# T-intersection QMDP
In this part you will attempt to formulate the POMDP of T-intersection, and use QMDP to solve it.

In [1]:
# @markdown Run this cell to install dependencies.
%%capture

% cd /content
! git clone https://github.com/buzi-princeton/MDP.git

In [2]:
from MDP.mdp import MDP
import numpy as np
import os
from scipy.stats import beta
from scipy.stats import binom

# MDP formulation
First, create the MDP to capture the underlying MDP of the T-intersection POMDP, using the MDP class.

In [3]:
# Create the T-intersection MDP
class TIntersection(MDP):
  def __init__(self):
    self.gam = 0.9
    self.goal = ["G1", "G2"]
    self.actions = ["forward", "stop"]
    super().__init__(states=[self.goal], actions=self.actions)

    self.populate_data()

  def populate_data(self):
    # use self.add_route(s, a, s') from MDP to add route to MDP
    # use self.add_reward(s, a, r) from MDP to add reward
    ####
    ## YOUR CODE HERE
    raise NotImplementedError("Your TIntersection MDP is empty!")
    ####

Next, reuse your code for value iteration to solve the underlying MDP

In [4]:
# value iteration
def value_iteration(threshold = .001, mdp=None):
  if mdp is None:
    raise ValueError("MDP cannot be None")
  numa, nums, R, P = mdp.get_mdp()
  V_star = np.zeros(nums)
  pi_star = np.zeros(nums)
  ####
  ## YOUR CODE HERE
  raise NotImplementedError("Your value iteration is empty!")
  ####
  return V_star, pi_star

In [None]:
# Test
t_intersection = TIntersection()
V_star, pi_star = value_iteration(mdp=t_intersection)
print("V_star: ", V_star)
print("pi_star: ", pi_star)

## Bayesian Inference
Next, we will write the Bayesian update for our belief. Using beta-binomial model to update our belief, assuming that observation for when the other car is heading toward $G_1$ is 0, and 1 when it is heading for $G_2$, write down your prior and your posterior update, choose your prior hyperparameters and reason your choice.

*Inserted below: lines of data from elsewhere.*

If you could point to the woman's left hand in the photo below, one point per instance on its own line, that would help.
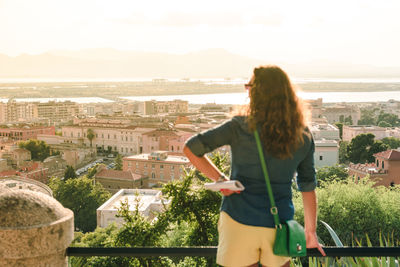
(312, 242)
(228, 192)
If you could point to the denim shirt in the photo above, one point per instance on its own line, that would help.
(252, 206)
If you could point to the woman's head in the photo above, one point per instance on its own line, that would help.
(275, 108)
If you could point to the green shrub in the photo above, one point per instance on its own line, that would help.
(354, 210)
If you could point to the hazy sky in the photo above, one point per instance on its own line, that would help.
(362, 32)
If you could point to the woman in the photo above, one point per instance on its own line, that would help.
(246, 227)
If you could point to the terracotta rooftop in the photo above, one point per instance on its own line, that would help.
(126, 175)
(391, 154)
(161, 133)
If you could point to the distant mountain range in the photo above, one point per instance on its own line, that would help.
(108, 63)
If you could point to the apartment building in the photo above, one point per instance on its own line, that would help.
(325, 131)
(157, 107)
(149, 202)
(32, 111)
(326, 153)
(109, 135)
(115, 180)
(385, 170)
(26, 132)
(167, 140)
(56, 111)
(158, 166)
(349, 132)
(339, 113)
(3, 111)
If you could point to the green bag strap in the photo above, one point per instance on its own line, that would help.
(274, 209)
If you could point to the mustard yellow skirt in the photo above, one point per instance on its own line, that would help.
(242, 245)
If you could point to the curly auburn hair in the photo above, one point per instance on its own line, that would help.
(277, 111)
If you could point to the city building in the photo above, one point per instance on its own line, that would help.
(114, 180)
(109, 135)
(51, 112)
(342, 113)
(349, 132)
(147, 201)
(153, 107)
(26, 132)
(158, 166)
(18, 183)
(326, 153)
(324, 131)
(384, 171)
(167, 140)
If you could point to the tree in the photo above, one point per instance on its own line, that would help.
(339, 125)
(362, 147)
(39, 149)
(90, 136)
(384, 124)
(367, 117)
(354, 209)
(332, 173)
(92, 171)
(343, 152)
(348, 120)
(69, 173)
(392, 142)
(389, 118)
(83, 197)
(118, 162)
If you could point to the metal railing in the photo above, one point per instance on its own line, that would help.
(212, 251)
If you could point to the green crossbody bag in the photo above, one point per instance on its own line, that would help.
(290, 239)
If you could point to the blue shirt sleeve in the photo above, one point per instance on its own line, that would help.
(306, 180)
(209, 140)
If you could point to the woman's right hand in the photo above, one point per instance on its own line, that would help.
(312, 242)
(228, 192)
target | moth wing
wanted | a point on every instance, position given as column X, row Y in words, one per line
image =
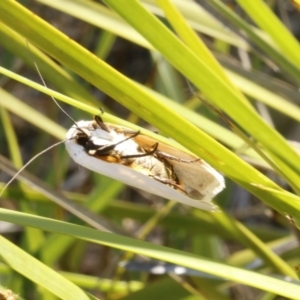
column 131, row 177
column 198, row 178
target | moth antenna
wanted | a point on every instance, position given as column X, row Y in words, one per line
column 44, row 83
column 29, row 162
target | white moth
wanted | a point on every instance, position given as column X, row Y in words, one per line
column 142, row 162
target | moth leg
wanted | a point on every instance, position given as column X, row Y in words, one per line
column 170, row 182
column 151, row 152
column 172, row 157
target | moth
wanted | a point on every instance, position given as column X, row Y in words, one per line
column 140, row 161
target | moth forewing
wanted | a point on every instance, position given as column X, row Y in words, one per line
column 166, row 171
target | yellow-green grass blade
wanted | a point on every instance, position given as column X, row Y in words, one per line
column 78, row 9
column 39, row 273
column 137, row 100
column 207, row 80
column 10, row 135
column 189, row 36
column 250, row 240
column 267, row 20
column 269, row 48
column 259, row 281
column 102, row 17
column 50, row 71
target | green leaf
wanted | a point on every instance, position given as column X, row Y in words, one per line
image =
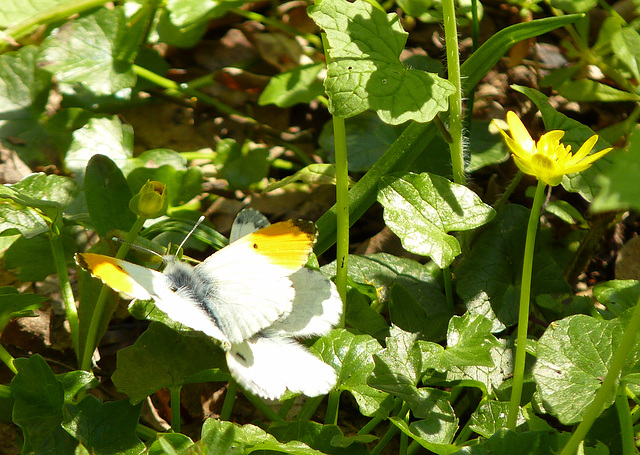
column 586, row 90
column 385, row 270
column 365, row 71
column 576, row 134
column 489, row 417
column 14, row 11
column 105, row 428
column 24, row 90
column 362, row 317
column 104, row 136
column 368, row 138
column 220, row 437
column 412, row 315
column 574, row 6
column 39, row 398
column 398, row 368
column 324, row 438
column 422, row 208
column 625, row 44
column 573, row 357
column 469, row 342
column 417, row 137
column 14, row 304
column 489, row 279
column 618, row 182
column 88, row 51
column 410, row 430
column 188, row 13
column 507, row 442
column 162, row 357
column 107, row 195
column 301, row 84
column 33, row 258
column 170, row 441
column 618, row 295
column 182, row 185
column 352, row 358
column 318, row 174
column 241, row 165
column 39, row 200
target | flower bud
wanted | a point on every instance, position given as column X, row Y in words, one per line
column 151, row 201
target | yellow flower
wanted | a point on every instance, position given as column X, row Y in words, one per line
column 151, row 201
column 548, row 160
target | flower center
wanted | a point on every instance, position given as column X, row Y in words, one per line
column 542, row 161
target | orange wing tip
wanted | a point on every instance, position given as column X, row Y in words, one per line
column 286, row 244
column 108, row 270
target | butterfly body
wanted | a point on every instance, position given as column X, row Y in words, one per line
column 254, row 296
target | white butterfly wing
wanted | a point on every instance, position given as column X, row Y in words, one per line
column 316, row 307
column 145, row 284
column 248, row 293
column 249, row 280
column 267, row 367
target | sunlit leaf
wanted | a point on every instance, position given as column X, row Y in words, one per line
column 365, row 71
column 422, row 209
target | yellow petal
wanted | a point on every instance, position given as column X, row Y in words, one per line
column 585, row 149
column 586, row 162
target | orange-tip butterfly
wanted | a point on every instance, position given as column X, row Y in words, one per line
column 254, row 296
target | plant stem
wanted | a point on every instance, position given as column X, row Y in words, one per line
column 342, row 213
column 175, row 408
column 98, row 310
column 57, row 12
column 523, row 315
column 65, row 288
column 229, row 400
column 448, row 290
column 608, row 385
column 455, row 100
column 342, row 198
column 7, row 359
column 626, row 425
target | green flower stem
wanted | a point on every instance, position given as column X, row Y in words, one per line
column 229, row 400
column 175, row 408
column 342, row 198
column 98, row 311
column 448, row 289
column 252, row 15
column 7, row 359
column 626, row 425
column 342, row 204
column 65, row 288
column 455, row 100
column 57, row 12
column 331, row 416
column 523, row 315
column 608, row 385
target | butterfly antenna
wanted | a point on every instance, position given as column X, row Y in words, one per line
column 195, row 226
column 136, row 247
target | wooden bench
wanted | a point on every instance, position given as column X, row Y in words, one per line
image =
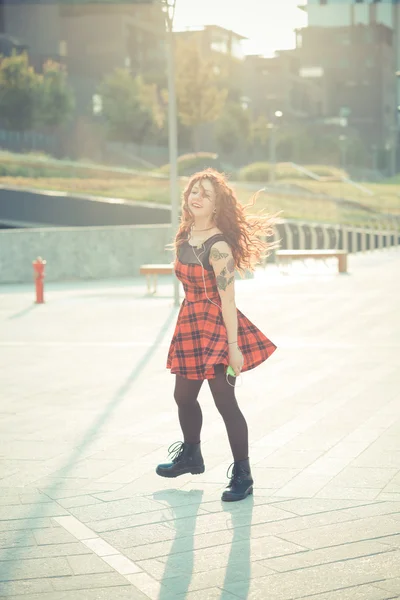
column 287, row 255
column 151, row 272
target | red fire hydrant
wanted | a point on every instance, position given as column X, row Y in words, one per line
column 38, row 268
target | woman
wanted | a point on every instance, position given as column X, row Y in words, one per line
column 214, row 239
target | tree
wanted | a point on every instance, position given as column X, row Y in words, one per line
column 129, row 118
column 200, row 99
column 55, row 100
column 233, row 128
column 18, row 92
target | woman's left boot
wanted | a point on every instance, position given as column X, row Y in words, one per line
column 241, row 483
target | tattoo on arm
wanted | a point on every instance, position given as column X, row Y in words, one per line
column 223, row 282
column 217, row 255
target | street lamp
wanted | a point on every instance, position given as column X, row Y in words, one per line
column 168, row 7
column 272, row 146
column 343, row 151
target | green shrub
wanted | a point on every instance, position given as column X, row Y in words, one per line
column 259, row 172
column 191, row 163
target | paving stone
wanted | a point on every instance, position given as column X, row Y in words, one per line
column 391, row 585
column 54, row 535
column 360, row 592
column 353, row 531
column 325, row 555
column 301, row 506
column 100, row 547
column 234, row 572
column 48, row 550
column 84, row 500
column 25, row 524
column 87, row 564
column 122, row 564
column 27, row 586
column 89, row 581
column 34, row 568
column 9, row 539
column 364, row 477
column 321, row 579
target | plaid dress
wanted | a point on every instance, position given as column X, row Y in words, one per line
column 200, row 340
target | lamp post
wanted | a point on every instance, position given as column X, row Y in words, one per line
column 168, row 7
column 272, row 146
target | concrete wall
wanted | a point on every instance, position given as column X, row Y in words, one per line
column 107, row 252
column 82, row 252
column 27, row 208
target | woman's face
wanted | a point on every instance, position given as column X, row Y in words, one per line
column 202, row 199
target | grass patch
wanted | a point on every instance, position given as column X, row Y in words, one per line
column 144, row 189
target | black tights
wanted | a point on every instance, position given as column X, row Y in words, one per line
column 191, row 417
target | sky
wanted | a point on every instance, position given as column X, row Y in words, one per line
column 268, row 24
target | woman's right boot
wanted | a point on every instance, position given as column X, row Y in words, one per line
column 186, row 458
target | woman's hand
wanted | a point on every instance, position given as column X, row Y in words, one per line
column 235, row 359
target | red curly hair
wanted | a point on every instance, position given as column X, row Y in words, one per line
column 244, row 234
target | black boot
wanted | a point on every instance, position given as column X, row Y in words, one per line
column 241, row 483
column 186, row 458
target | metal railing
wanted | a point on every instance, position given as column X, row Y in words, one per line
column 302, row 235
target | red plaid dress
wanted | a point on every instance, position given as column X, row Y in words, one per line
column 200, row 340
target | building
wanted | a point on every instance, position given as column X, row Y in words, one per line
column 355, row 66
column 275, row 84
column 224, row 48
column 91, row 40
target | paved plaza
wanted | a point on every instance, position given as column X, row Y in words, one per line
column 87, row 412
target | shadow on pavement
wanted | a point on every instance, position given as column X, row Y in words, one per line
column 11, row 554
column 179, row 566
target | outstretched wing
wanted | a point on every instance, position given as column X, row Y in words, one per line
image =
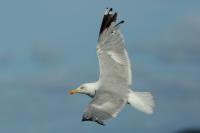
column 115, row 72
column 113, row 58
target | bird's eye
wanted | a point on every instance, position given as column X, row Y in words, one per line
column 81, row 87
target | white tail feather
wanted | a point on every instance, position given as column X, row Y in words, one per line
column 142, row 101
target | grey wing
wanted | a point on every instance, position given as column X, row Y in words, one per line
column 114, row 63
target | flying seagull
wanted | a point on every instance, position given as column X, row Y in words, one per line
column 112, row 91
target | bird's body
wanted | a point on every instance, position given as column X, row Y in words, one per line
column 111, row 92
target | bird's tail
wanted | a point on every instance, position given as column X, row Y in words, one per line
column 142, row 101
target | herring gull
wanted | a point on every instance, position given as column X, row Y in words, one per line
column 112, row 91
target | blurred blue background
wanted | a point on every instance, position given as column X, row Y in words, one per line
column 49, row 46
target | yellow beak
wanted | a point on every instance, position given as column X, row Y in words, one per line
column 74, row 91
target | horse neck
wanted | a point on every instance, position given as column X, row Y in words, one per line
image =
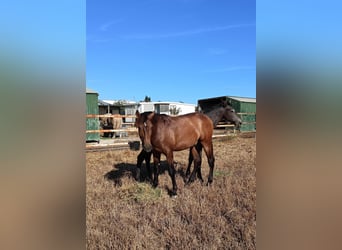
column 215, row 115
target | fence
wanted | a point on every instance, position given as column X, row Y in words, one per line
column 129, row 126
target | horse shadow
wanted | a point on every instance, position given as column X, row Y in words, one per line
column 122, row 170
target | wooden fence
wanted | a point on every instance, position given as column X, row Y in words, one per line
column 129, row 126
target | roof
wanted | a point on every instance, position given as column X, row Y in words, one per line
column 237, row 98
column 165, row 102
column 118, row 102
column 90, row 91
column 243, row 99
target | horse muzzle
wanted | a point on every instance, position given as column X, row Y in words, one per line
column 147, row 147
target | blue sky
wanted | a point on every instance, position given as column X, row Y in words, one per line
column 171, row 50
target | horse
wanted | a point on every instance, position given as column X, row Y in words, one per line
column 163, row 134
column 223, row 111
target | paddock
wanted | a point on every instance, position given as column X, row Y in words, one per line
column 125, row 214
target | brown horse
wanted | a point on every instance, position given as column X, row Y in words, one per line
column 223, row 111
column 164, row 134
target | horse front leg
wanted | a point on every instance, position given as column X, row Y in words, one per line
column 189, row 163
column 208, row 148
column 197, row 163
column 172, row 173
column 156, row 165
column 148, row 166
column 140, row 159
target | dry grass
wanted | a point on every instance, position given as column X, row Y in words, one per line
column 125, row 214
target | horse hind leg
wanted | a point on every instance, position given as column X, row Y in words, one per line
column 172, row 173
column 189, row 163
column 140, row 160
column 208, row 148
column 197, row 163
column 156, row 166
column 199, row 150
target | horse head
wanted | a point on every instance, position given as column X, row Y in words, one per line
column 144, row 124
column 230, row 115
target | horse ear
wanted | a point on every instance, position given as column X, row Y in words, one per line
column 150, row 116
column 224, row 103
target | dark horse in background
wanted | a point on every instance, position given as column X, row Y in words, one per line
column 223, row 111
column 163, row 134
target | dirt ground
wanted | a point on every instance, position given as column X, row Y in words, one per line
column 125, row 214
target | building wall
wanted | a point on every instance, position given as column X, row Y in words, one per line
column 92, row 123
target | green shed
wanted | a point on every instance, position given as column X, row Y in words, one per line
column 92, row 109
column 244, row 106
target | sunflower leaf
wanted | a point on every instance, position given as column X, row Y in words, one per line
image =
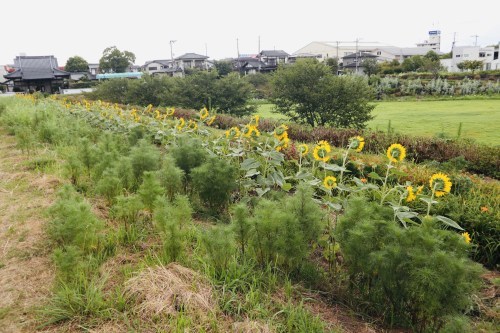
column 449, row 222
column 249, row 163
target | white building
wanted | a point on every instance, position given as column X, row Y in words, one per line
column 488, row 55
column 434, row 41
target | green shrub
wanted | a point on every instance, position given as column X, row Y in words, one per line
column 127, row 210
column 214, row 181
column 144, row 157
column 171, row 177
column 219, row 247
column 125, row 172
column 171, row 221
column 109, row 185
column 149, row 190
column 188, row 154
column 307, row 212
column 415, row 277
column 241, row 226
column 277, row 236
column 72, row 221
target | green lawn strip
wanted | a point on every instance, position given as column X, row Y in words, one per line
column 480, row 118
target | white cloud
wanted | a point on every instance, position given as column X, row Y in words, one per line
column 67, row 28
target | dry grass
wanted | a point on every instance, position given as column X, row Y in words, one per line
column 163, row 291
column 26, row 273
column 251, row 326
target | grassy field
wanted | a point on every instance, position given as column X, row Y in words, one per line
column 480, row 118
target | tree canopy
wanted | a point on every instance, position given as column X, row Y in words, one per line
column 309, row 93
column 76, row 64
column 115, row 61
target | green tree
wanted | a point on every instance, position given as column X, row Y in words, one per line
column 115, row 61
column 231, row 95
column 370, row 66
column 223, row 67
column 76, row 64
column 309, row 93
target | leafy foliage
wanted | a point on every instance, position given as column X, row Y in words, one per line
column 420, row 287
column 309, row 93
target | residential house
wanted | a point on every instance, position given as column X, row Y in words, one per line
column 294, row 57
column 273, row 58
column 37, row 73
column 390, row 53
column 161, row 67
column 488, row 55
column 251, row 65
column 192, row 61
column 354, row 62
column 335, row 49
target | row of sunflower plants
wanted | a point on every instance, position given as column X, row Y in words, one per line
column 358, row 209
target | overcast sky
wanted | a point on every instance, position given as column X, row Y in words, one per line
column 66, row 28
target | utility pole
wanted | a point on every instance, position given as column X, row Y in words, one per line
column 172, row 52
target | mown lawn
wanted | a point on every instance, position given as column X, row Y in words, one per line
column 480, row 118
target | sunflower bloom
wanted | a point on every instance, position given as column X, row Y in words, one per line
column 204, row 113
column 192, row 124
column 254, row 121
column 330, row 182
column 396, row 153
column 303, row 149
column 283, row 142
column 440, row 183
column 357, row 143
column 210, row 120
column 280, row 131
column 466, row 237
column 411, row 194
column 233, row 132
column 321, row 151
column 170, row 112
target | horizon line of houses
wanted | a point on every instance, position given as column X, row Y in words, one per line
column 42, row 73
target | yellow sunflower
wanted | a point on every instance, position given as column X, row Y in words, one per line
column 330, row 182
column 303, row 149
column 357, row 143
column 280, row 131
column 180, row 123
column 233, row 132
column 192, row 124
column 411, row 194
column 170, row 112
column 210, row 120
column 254, row 120
column 466, row 237
column 321, row 151
column 204, row 113
column 440, row 183
column 396, row 153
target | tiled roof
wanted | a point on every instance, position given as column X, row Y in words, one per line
column 36, row 68
column 191, row 56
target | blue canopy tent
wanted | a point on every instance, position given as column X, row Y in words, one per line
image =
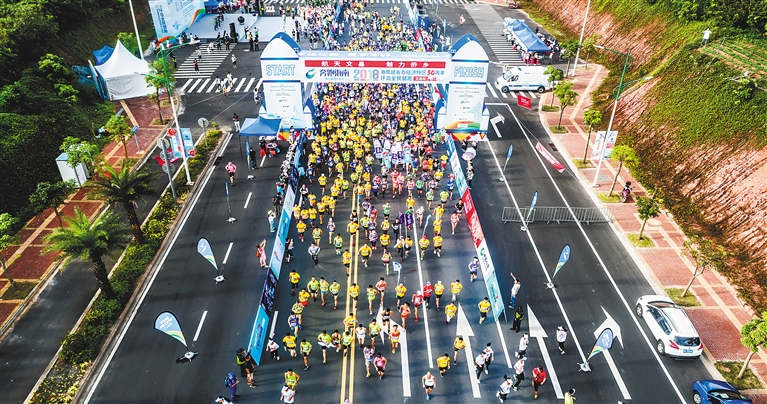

We provide you with a **beta_dist** class. Since we are using conjugate prior, the posterior and prior will share the same form, and thus updating the posterior is similar to changing the hyperparameters of the prior to reflect the update. Fill in the missing code for function **update_beta_params()** and **get_mean()**.

In [None]:
# supporting class for beta distribution

class beta_dist:
  def __init__(self, a = None, b = None):
    self.a = a
    self.b = b
      
  #Get the beta pdf
  def get_pdf(self):
    x = np.linspace(0, 1, 1000)
    fx = beta.pdf(x, self.a, self.b)
    dens_dict = {'x': x, 'fx': fx}
    return(dens_dict)
      
  #Update parameters:
  def update_beta_params(self, n, num_successes):
    ####
    ## YOUR CODE HERE
    raise NotImplementedError("Your posterior update is empty!")
    ####
  
  def get_mean(self):
    ####
    ## YOUR CODE HERE
    raise NotImplementedError("Your mean function is empty!")
    ####

In [None]:
# Test your beta_dist with a batch of observations
# create prior using the found hyperparams

# define a, b for prior
####
## YOUR CODE HERE
raise NotImplementedError("Missing a, b for prior")
a = None
b = None
####

goal_dist = beta_dist(a, b)
prior = goal_dist.get_pdf()

# likelihood observation
observations = [1, 1, 1, 1, 1, 1, 1, 1, 0, 0]

# update the distribution
goal_dist.update_beta_params(len(observations), sum(observations))
posterior = goal_dist.get_pdf()
print("The updated hyperparameters are:")
print(goal_dist.a, goal_dist.b)

# calculate the mean of posterior
post_mean = goal_dist.get_mean()

print("The mean value of our posterior is %s" %post_mean)

#Plot prior and posterior
plt.plot(prior['x'], prior['fx'])
plt.plot(posterior['x'], posterior['fx'])
plt.axvline(x = post_mean, color = "green")
plt.legend(['Prior Distribution', 'Posterior Distribution', 'Posterior mean'], loc='upper left')

plt.show()

Report your posterior mean shift for the following observations
* A single **0**
* A series of 10 **0**
* A series of 10 **1**
* 5 **1** and 5 **0**

In [None]:
####
## YOUR CODE HERE
raise NotImplementedError("Report the posterior mean for 4 cases")

####

## QMDP
Let's now write the QMDP function to generalize our value calculated before to belief space.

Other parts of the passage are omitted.